When they start talks, at 5pm local time, the EU heads of state and government will be assisted by a "war room of lawyers", an EU official said on Thursday.
The so-called "new settlement for the United Kingdom in the European Union" will consist on several statements and declarations on competitiveness, EU law implementation and EU internal migrations.
The most important one will be the legally binding decision of the heads of state and government.
Bigger role for MEPs?
The 18-page document encompasses all four "baskets" of issues raised by British prime minister David Cameron in November - economic governance, competitiveness, sovereignty, social benefits and free movement.
The main issue to be settled is the one on benefits. EU leaders will have to decide for how long the UK can limit in-work benefits to new EU workers.
"The authorisation would have a limited duration and apply to EU workers newly entering its labour market during a period of [X] years, extendable for two successive periods of [Y] years and [Z] years," the draft decision reads for now.
In previous versions, the decision to trigger the mechanism was take by the EU Council through an implementing act. The latest draft refers to an "authorisation", which according to the FT means that the EU Parliament could have a say.
The so-called emergency brake would be triggered when a member state faces "an exceptional situation … on a scale that affects essential aspects of its social security system".
Eastern EU members want to ensure that the agreement will not create possibilities for other member states to restrict access to free movement.
"We do our utmost to keep the discussion about that," a diplomat from one of these countries said. The debate is over how to define a specific situation and how that situation is likely to last, another EU diplomat said.
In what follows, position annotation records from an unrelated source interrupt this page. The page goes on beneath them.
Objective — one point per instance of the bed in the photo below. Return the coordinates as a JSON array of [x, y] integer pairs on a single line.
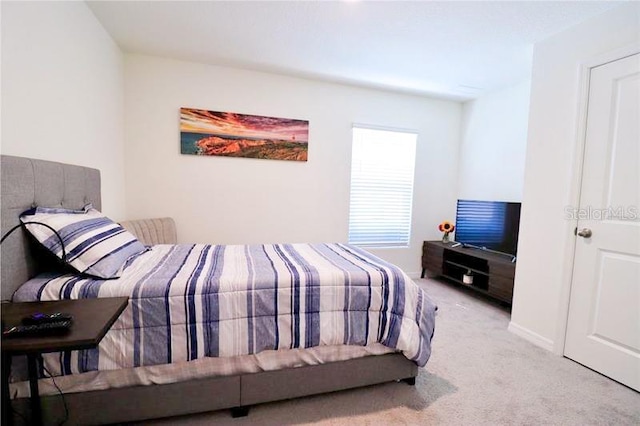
[[198, 374]]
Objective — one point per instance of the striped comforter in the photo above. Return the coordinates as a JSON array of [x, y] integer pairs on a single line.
[[193, 301]]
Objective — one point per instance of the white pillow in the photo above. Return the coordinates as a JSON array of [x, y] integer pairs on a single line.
[[94, 244]]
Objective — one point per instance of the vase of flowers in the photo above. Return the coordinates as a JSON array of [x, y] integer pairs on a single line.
[[446, 227]]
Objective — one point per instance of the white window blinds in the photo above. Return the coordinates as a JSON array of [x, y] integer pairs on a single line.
[[382, 167]]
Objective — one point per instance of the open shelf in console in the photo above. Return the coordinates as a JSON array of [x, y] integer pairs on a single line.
[[492, 274]]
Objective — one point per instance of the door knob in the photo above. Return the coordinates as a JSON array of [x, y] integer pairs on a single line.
[[585, 233]]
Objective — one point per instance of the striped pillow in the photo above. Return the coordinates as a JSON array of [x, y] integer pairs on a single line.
[[94, 244]]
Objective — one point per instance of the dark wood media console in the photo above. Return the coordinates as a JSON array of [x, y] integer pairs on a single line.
[[492, 274]]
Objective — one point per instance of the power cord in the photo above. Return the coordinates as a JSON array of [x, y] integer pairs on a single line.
[[64, 401], [63, 257]]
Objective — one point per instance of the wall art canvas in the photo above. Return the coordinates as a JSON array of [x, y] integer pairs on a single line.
[[230, 134]]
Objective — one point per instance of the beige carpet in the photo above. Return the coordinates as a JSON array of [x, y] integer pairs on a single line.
[[479, 374]]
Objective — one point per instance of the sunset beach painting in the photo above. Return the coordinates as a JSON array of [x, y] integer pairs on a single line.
[[230, 134]]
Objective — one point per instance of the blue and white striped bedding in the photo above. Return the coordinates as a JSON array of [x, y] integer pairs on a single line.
[[193, 301]]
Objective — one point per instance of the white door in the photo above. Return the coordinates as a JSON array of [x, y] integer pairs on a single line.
[[603, 329]]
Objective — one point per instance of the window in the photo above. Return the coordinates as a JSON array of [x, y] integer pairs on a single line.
[[382, 166]]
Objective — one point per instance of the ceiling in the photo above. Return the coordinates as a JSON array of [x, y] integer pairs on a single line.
[[448, 49]]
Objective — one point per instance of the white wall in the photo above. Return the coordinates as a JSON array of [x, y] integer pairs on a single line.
[[62, 91], [544, 251], [493, 146], [240, 200]]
"But we cannot solve everything at this stage, there will be a EU Commission proposal after the [UK] referendum," he said.
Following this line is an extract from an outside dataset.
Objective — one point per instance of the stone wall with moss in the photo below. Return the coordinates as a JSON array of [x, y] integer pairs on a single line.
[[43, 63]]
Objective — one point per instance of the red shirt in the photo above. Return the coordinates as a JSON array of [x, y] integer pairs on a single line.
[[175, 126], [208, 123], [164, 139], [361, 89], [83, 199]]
In a nod to eastern countries, the decision also specifies that the possibility offered to the UK and other member states to index child benefits on the cost of raising a child in his country of origin will not be extended "to other types of exportable benefits such as old-age pensions".
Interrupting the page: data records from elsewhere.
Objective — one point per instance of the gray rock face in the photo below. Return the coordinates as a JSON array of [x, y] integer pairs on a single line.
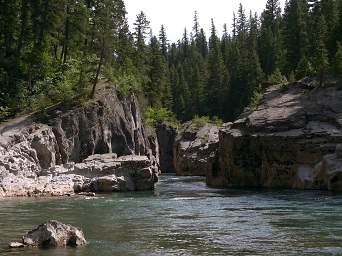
[[52, 234], [195, 149], [166, 138], [279, 144], [31, 153]]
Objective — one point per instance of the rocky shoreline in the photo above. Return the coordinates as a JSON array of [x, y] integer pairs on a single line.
[[291, 140], [101, 147]]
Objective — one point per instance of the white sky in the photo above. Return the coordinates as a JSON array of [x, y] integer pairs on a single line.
[[177, 14]]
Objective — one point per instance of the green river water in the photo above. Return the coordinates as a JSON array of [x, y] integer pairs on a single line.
[[184, 217]]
On treaty change, EU leaders will have to decide whether to promise to include in a future EU treaty revision a clause reminding that the UK "is not committed to further political integration" in the EU.
The legal and political meaning of the mention to "an ever closer union" has been debated between member states and some are wary to commit themselves to a revision of the treaties.
The last point of disagreement is the financial governance. The debate will be over whether to free British financial institutions from EU rules.
The draft decision specifies that an EU "single rulebook is to be applied by all credit institutions and other financial institutions in order to ensure the level-playing field within the internal market."
It also tackle the issue of supervision or resolution of financial institutions from non-euro countries.
This highly technical debate comes because the UK want to ring-fence the City from eurozone rules and that countries led by France and Germany have made unity of the internal market rules a red line.